Grok's $14-16 EPS for 2026 needs scrutiny. That's ~40-50% above Gemini's $10-11 estimate—a massive gap hinges on whether DRAM capex actually materializes at 34% growth. Historical cycles show memory capex often undershoots forecasts by 20-30% when demand softens. Wolfe's $500 PT requires flawless execution on both DRAM adoption AND sustained AI spend. Neither Grok nor Wolfe quantifies downside if capex disappoints by even 15%.
"AMAT's upside hinges on an aggressive memory cycle and rapid 2nm adoption; real-world headwinds could trigger meaningful multiple compression."

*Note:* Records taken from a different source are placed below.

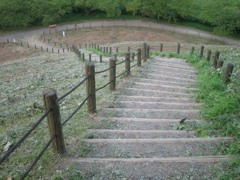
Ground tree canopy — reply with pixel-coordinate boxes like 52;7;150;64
0;0;240;34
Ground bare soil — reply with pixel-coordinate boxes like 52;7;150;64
48;27;225;44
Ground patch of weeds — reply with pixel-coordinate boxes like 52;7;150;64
183;50;240;180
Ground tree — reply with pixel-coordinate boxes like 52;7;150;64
75;0;99;16
99;0;126;17
199;0;240;35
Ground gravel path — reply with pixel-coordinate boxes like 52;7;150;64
0;20;240;45
64;57;233;180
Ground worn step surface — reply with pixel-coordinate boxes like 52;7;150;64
71;57;234;180
88;129;198;139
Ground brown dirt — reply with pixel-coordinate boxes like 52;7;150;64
48;27;225;44
0;43;32;63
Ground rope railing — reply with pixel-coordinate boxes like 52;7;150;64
58;76;88;101
62;96;89;126
95;81;113;92
95;67;113;74
0;109;52;164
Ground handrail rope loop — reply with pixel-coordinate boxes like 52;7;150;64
95;66;113;74
62;95;90;126
95;80;114;92
0;109;52;164
58;76;89;101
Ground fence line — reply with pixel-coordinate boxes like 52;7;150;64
0;40;238;179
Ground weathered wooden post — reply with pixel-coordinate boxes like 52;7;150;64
85;63;96;113
160;43;163;52
109;47;112;54
132;52;135;60
125;52;131;76
224;63;234;83
89;54;92;62
82;53;85;62
191;46;195;54
142;43;147;62
213;51;220;68
207;50;212;62
200;46;204;59
217;59;224;69
109;57;116;91
177;44;181;54
42;89;66;154
146;46;150;59
137;48;142;67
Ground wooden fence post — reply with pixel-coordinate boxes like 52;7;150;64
213;51;220;68
137;48;142;67
207;50;212;62
125;52;131;76
132;52;135;60
224;63;234;83
42;89;66;154
146;46;150;59
177;44;181;54
109;57;116;91
89;54;92;62
85;63;96;113
217;59;224;69
142;43;147;62
200;46;204;59
160;43;163;52
82;53;85;62
191;46;195;54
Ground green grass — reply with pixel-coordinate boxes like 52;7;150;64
186;51;240;179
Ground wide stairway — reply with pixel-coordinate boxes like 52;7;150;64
68;57;233;180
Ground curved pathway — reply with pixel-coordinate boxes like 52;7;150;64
0;20;240;46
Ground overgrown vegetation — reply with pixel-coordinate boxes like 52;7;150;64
183;49;240;179
0;0;240;35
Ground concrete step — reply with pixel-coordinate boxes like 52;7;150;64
148;62;197;75
130;82;198;92
118;95;196;103
148;64;197;75
69;156;234;180
87;129;198;139
99;108;200;119
81;137;233;158
147;72;197;83
94;116;203;130
111;100;202;110
148;67;197;79
133;77;197;87
122;88;196;98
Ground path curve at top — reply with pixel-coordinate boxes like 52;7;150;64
0;20;240;46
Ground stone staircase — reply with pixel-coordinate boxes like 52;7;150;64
68;57;233;180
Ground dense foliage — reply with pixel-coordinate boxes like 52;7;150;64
0;0;240;35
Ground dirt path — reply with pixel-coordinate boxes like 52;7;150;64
0;20;240;45
64;57;233;180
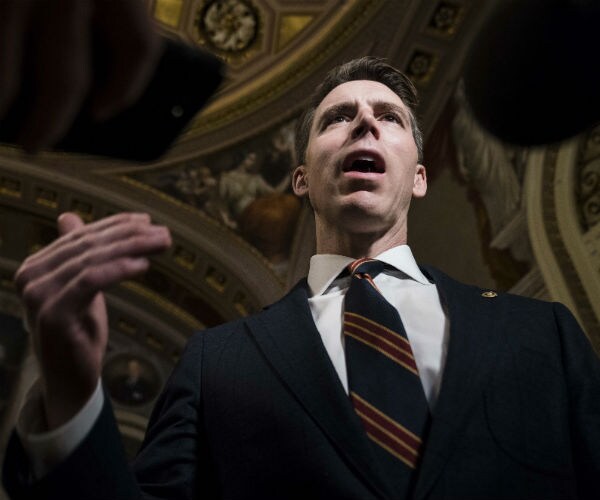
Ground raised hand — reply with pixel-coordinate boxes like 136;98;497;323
15;213;171;429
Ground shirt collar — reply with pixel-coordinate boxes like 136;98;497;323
307;245;430;297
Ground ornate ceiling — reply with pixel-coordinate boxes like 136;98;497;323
0;0;600;456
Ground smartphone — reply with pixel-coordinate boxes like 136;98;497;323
0;37;224;162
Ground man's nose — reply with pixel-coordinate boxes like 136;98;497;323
352;112;379;139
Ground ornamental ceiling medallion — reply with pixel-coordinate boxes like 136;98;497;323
195;0;260;64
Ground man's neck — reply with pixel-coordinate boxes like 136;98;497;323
317;224;406;259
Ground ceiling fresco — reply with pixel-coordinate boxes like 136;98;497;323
5;0;600;462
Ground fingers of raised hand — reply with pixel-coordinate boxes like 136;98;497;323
15;213;157;284
15;214;171;304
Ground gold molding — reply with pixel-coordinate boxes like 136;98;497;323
185;0;385;136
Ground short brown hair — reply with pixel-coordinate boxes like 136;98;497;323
296;56;423;164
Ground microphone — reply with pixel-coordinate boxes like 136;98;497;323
464;0;600;146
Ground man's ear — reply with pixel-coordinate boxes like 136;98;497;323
292;165;308;198
413;163;427;198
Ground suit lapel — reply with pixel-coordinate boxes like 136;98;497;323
414;268;499;499
247;281;390;498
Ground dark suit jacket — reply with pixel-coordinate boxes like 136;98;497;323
4;269;600;500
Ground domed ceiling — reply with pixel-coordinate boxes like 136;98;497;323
0;0;600;452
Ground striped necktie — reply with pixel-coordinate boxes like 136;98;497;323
344;258;430;495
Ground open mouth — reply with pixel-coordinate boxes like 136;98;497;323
342;153;385;174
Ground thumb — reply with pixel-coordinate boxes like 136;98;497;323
57;212;85;236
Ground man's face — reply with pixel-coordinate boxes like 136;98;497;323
293;80;427;232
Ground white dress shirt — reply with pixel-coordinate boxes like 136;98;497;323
308;245;449;408
17;245;449;478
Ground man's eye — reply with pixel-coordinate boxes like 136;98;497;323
330;115;349;123
381;113;402;124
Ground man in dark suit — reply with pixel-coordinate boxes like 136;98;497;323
4;58;600;500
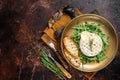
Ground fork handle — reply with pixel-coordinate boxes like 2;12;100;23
55;62;72;79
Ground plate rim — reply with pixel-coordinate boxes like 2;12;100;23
60;14;118;72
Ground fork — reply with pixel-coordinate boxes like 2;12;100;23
43;47;72;79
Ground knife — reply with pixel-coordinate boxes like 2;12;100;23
43;47;72;79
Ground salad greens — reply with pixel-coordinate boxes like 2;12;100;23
71;22;109;64
39;50;64;79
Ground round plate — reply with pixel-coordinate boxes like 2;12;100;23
61;14;118;72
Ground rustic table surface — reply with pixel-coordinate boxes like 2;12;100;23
0;0;120;80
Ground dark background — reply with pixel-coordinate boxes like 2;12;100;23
0;0;120;80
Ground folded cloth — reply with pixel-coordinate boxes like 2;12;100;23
41;6;96;80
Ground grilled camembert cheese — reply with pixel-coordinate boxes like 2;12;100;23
63;37;78;58
80;31;103;57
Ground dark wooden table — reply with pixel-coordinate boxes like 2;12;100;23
0;0;120;80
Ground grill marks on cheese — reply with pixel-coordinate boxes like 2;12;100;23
63;37;78;58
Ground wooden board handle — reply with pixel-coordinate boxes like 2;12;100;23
55;62;72;79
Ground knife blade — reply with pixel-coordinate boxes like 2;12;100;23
43;47;72;79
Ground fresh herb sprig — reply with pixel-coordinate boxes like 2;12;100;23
39;50;64;79
71;22;109;64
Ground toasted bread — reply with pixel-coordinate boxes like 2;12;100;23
63;37;78;58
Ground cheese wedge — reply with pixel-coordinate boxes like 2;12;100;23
63;37;78;58
64;49;80;67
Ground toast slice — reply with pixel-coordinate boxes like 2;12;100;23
63;37;78;58
64;49;80;67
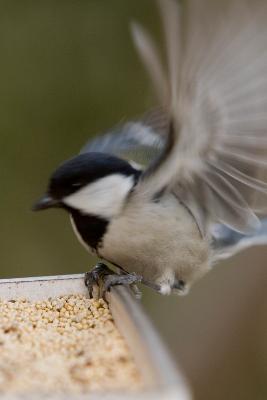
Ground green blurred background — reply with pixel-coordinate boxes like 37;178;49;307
0;0;267;400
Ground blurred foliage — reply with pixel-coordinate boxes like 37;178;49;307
0;0;267;400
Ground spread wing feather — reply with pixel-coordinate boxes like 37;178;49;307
134;0;267;232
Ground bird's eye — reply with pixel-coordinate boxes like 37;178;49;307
178;279;185;289
174;279;185;290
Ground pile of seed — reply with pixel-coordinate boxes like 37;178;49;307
0;295;141;397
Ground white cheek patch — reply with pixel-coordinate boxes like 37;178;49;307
63;174;134;218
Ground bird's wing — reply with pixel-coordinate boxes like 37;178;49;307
133;0;267;232
211;218;267;261
81;109;169;168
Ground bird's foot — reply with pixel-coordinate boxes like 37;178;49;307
84;263;143;299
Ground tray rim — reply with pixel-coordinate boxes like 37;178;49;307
0;274;191;400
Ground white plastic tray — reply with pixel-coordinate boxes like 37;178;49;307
0;275;191;400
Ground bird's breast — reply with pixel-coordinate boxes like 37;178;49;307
70;210;109;252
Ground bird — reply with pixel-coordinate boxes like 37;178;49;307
33;0;267;295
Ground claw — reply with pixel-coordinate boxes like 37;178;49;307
84;263;143;300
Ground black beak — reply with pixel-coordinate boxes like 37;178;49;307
32;194;59;211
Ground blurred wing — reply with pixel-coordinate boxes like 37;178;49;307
135;0;267;232
211;218;267;261
80;109;168;167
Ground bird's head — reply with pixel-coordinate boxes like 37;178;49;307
33;153;140;220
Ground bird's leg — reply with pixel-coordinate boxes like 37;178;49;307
84;263;143;298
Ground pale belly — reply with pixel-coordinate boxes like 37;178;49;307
99;197;209;287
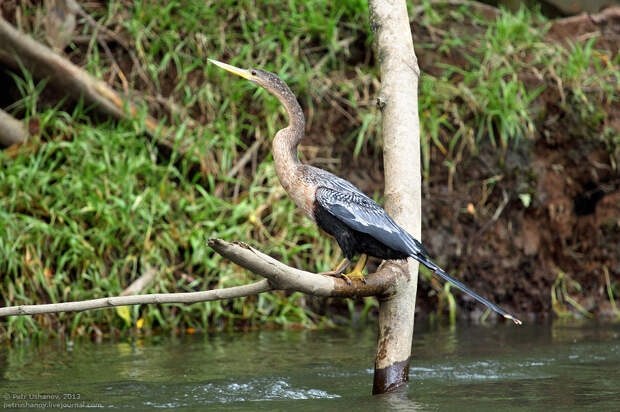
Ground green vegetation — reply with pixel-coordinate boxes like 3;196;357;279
0;0;620;338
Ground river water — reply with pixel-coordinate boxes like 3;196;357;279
0;323;620;411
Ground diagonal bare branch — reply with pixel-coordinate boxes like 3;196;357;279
0;279;271;317
0;239;405;317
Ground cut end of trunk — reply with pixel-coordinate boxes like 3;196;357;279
372;359;409;395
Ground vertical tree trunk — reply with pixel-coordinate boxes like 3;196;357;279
369;0;422;394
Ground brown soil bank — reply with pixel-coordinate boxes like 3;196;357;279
406;8;620;317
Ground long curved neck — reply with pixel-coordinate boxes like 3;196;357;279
271;87;306;191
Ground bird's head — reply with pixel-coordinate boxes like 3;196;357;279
208;59;291;96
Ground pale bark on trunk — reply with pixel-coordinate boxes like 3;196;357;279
369;0;422;394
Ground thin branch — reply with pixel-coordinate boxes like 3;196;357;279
0;279;271;317
0;239;403;317
0;16;183;152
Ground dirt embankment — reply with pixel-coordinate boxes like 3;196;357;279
410;8;620;317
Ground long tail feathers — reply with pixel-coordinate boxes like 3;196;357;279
412;253;522;325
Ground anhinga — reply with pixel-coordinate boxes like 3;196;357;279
209;59;521;324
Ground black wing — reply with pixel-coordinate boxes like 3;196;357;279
316;187;429;256
316;184;521;324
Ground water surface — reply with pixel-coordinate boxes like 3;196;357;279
0;323;620;411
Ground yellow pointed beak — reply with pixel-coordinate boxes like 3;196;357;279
207;59;254;80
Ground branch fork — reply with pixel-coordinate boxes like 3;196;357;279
0;239;407;317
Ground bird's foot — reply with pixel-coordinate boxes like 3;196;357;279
319;258;351;285
340;266;366;285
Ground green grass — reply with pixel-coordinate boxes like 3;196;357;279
0;0;619;338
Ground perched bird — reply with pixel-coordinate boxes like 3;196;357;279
209;59;521;324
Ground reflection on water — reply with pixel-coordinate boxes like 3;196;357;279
0;323;620;410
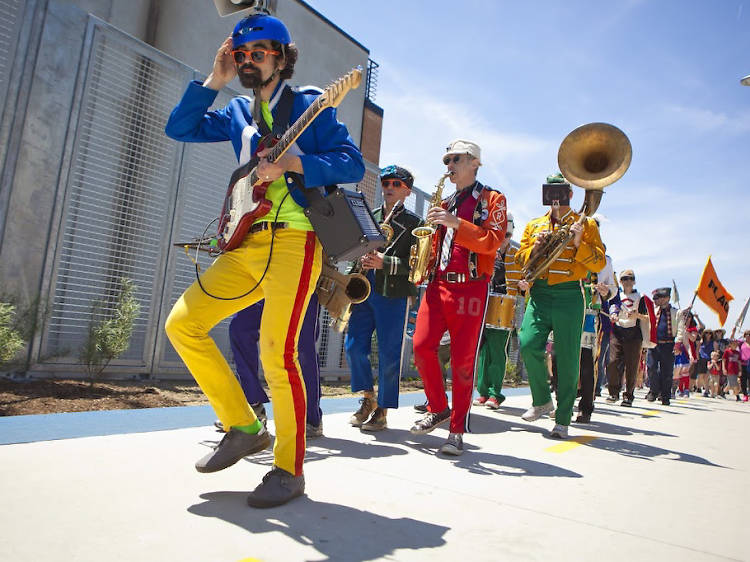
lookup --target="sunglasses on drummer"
[380,180,409,187]
[232,47,281,64]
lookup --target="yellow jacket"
[516,209,606,285]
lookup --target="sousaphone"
[522,123,633,282]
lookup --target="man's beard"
[237,64,263,90]
[237,64,276,90]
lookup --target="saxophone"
[409,172,453,285]
[315,201,404,332]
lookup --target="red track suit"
[413,181,507,433]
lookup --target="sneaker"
[521,400,555,421]
[247,466,305,508]
[414,400,429,414]
[305,420,323,439]
[195,427,271,472]
[409,408,451,435]
[349,397,378,427]
[485,396,500,410]
[549,423,568,439]
[440,433,464,457]
[360,406,388,431]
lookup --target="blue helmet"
[232,14,292,49]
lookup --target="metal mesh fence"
[44,27,184,365]
[36,18,379,376]
[0,0,23,116]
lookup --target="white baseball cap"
[445,139,482,164]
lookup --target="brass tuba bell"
[521,123,633,282]
[557,123,633,216]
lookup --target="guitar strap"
[253,85,337,211]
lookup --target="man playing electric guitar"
[165,14,364,507]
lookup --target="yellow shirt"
[504,246,523,296]
[516,210,606,285]
[255,101,313,230]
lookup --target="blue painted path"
[0,387,529,445]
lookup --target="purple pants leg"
[229,293,323,426]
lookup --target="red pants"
[677,375,690,392]
[413,278,489,433]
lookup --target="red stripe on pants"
[284,231,315,476]
[413,279,488,433]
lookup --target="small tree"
[80,278,141,386]
[0,302,25,364]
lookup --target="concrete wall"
[0,0,379,376]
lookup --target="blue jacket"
[165,76,365,203]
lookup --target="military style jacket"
[516,209,606,285]
[350,201,422,298]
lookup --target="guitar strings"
[195,191,289,301]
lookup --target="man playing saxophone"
[516,174,605,439]
[411,140,507,455]
[344,166,422,431]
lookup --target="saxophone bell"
[409,171,453,285]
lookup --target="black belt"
[250,221,289,234]
[438,271,469,283]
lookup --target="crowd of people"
[165,13,750,508]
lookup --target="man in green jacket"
[344,166,422,431]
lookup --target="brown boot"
[349,396,378,427]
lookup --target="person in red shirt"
[721,340,740,402]
[704,351,722,398]
[411,140,508,455]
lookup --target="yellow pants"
[165,228,322,475]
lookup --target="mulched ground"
[0,378,422,416]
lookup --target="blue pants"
[229,293,323,426]
[647,342,674,400]
[344,284,408,408]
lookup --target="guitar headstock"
[320,66,362,107]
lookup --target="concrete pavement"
[0,394,750,562]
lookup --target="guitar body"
[218,137,276,252]
[217,67,362,252]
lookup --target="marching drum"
[581,309,597,349]
[484,293,516,330]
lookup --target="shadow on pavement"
[194,437,412,466]
[362,428,581,478]
[188,491,449,562]
[585,437,728,468]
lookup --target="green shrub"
[0,302,26,364]
[80,278,141,385]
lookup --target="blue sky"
[300,0,750,328]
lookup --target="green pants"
[518,279,584,425]
[477,328,510,404]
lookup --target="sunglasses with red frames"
[380,180,409,187]
[232,48,281,64]
[443,154,463,166]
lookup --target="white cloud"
[666,105,750,134]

Grok's EPS bull-case hinges on rapid DRAM capex and swift 2nm-tool adoption, which may not materialize on schedule. The bigger, under-appreciated risk is cyclicality and geopolitical/export controls (notably China exposure) that could blunt demand and pressure margins if DRAM spend proves bumpier than expected. A memory downturn could crush the bull case despite 2nm wins, suggesting a sharper re-rating risk than the target suggests.
Panel Verdict
No ConsensusThe panel's net takeaway is that while AMAT has significant opportunities in AI and 2nm tools, its reliance on DRAM growth and potential cyclical headwinds make its current valuation uncertain and risky.
Growth in AI-era chip fabrication demand and new 2nm+ tooling.
Volatility in DRAM capex cycles and potential downturns in memory demand.